# Constructing an orthonormal basis with complex numbers?

I have this problem I recently ran into and am wondering how to overcome it: I have $V$, which has a basis of $[e^{ikx}:0\leq k\leq 3]$, and inner product $(f,g) \int_{0}^{a}f(x)\bar{g(x)}$ where $a$ is chosen between $(0,\infty)$. I need to construct an orthonormal basis (going from $v$ to $u$, as $u$ are the orthonormal vectors) of this inner product space. So far, I have performed the following calculations:

I have rewritten $[e^{ikx}:0\leq k\leq 3]$ as $[1, e^{ix}, e^{2ix}, e^{3ix}]$.

Step 1: $||v_1||^2 = \int_{0}^{a}(v_1(x))^2dx = a$ so $u_1=\frac{1}{||v_1||}v_1 = \frac{1}{\sqrt{a}}$.

Step 2: $\tilde{v_2} = v_2 - \langle v_2,u_1 \rangle u_1$

I start this step by calculating the inner product of $v_2$ and $u_1$ by doing the following (this is where I think I may be making a mistake):

$\langle v_2,u_1 \rangle=\int_{0}^{a}v_2(x)u_1dx = \frac{1}{\sqrt{a}}\int_{0}^{a} e^{ix}dx = \frac{1}{\sqrt{a}}(-ie^{ia} + i)$. Upon this, $\langle v_2,u_1 \rangle u_1 = \frac{1}{a}(-ie^{ia} + i)$.

Now we can say that $\tilde{v_2} = e^{ix} - \frac{1}{a}(-ie^{ia} + i)$. I use this to calculate $||\tilde{v_2}||^2 = \int_{0}^{a} \tilde{v_2(x)}^2dx$ which I got to be $(\frac{-i}{2}e^{2ia} + \frac{i}{2}) - (\frac{2(-ie^{ia} + i)}{a})$ and therefore I said $u_2 = \frac{e^{ix} - \frac{1}{a}(-ie^{ia} + i)}{\sqrt{\frac{-i}{2}e^{2ia} + \frac{i}{2} - \frac{2(-ie^{ia} + i)}{a}}}$.

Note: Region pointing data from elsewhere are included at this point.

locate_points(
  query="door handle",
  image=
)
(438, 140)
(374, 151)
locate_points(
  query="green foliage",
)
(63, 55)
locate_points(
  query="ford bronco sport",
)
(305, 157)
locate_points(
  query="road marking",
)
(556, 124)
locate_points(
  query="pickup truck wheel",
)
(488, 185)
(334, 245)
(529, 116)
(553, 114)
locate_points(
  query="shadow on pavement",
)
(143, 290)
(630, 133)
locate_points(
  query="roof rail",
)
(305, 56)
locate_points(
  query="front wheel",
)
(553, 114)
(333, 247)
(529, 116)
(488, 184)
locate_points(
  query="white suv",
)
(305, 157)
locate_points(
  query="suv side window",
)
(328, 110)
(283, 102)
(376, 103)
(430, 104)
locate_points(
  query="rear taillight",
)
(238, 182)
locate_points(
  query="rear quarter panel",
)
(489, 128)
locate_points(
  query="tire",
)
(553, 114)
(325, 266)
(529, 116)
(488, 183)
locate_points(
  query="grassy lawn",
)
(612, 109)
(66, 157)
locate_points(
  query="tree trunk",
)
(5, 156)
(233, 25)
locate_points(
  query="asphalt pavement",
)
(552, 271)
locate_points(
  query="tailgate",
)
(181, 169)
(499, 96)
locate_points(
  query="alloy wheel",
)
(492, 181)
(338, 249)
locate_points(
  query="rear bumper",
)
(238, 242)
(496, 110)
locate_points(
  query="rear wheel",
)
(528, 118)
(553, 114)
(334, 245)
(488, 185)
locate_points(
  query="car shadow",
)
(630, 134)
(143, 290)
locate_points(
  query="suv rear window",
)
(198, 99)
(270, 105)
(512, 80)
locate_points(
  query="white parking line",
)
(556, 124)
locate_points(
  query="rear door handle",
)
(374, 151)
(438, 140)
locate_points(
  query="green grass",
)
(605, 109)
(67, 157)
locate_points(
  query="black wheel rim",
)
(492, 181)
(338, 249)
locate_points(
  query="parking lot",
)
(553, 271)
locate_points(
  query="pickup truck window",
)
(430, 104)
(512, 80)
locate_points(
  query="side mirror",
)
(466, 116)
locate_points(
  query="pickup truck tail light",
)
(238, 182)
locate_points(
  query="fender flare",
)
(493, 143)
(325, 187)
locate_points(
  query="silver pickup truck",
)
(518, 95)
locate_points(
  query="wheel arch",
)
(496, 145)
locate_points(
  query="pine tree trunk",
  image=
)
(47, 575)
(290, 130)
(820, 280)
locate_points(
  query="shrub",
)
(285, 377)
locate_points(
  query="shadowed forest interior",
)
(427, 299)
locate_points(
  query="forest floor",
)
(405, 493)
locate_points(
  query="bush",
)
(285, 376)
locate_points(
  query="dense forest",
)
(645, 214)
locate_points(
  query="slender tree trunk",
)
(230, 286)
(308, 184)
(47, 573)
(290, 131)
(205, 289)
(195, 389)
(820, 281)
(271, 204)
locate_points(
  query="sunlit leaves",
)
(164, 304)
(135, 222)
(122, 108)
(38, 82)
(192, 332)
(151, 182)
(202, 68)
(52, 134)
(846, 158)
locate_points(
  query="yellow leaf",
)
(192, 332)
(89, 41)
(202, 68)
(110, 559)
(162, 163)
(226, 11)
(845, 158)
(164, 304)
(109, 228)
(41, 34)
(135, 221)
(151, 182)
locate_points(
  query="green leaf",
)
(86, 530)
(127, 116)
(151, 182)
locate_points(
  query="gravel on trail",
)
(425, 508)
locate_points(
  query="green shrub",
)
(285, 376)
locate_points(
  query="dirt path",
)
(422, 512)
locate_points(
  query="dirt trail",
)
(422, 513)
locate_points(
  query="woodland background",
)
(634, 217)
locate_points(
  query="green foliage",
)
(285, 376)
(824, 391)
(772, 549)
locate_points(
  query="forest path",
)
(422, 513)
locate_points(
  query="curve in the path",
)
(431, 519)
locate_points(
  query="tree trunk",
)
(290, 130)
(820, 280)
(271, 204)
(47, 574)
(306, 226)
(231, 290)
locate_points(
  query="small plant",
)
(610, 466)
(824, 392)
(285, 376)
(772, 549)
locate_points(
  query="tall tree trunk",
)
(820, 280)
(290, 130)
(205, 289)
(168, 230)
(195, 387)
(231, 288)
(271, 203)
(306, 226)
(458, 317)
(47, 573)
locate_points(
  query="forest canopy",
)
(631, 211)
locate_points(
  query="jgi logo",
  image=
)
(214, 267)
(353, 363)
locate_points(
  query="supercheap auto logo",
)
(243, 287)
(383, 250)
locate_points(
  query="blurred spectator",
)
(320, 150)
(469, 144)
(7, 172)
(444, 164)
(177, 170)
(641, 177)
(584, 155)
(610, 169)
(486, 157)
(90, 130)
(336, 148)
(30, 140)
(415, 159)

I feel like this problem is becoming overly complicated in terms of calculations and I am questioning where I did something wrong so far. Could someone please guide me in the right direction?

## 1 Answer

I don't think your calculations can be a lot simpler than that. The mistake I'm seeing is that the norm should be $$\|\bar{v_2}\|^2=\int_0^a |\bar{v_2}(x)|^2\,dx.$$ The norm is supposed to be a non-negative real number. The mistake didn't appear in the first step because $v_1$ is real.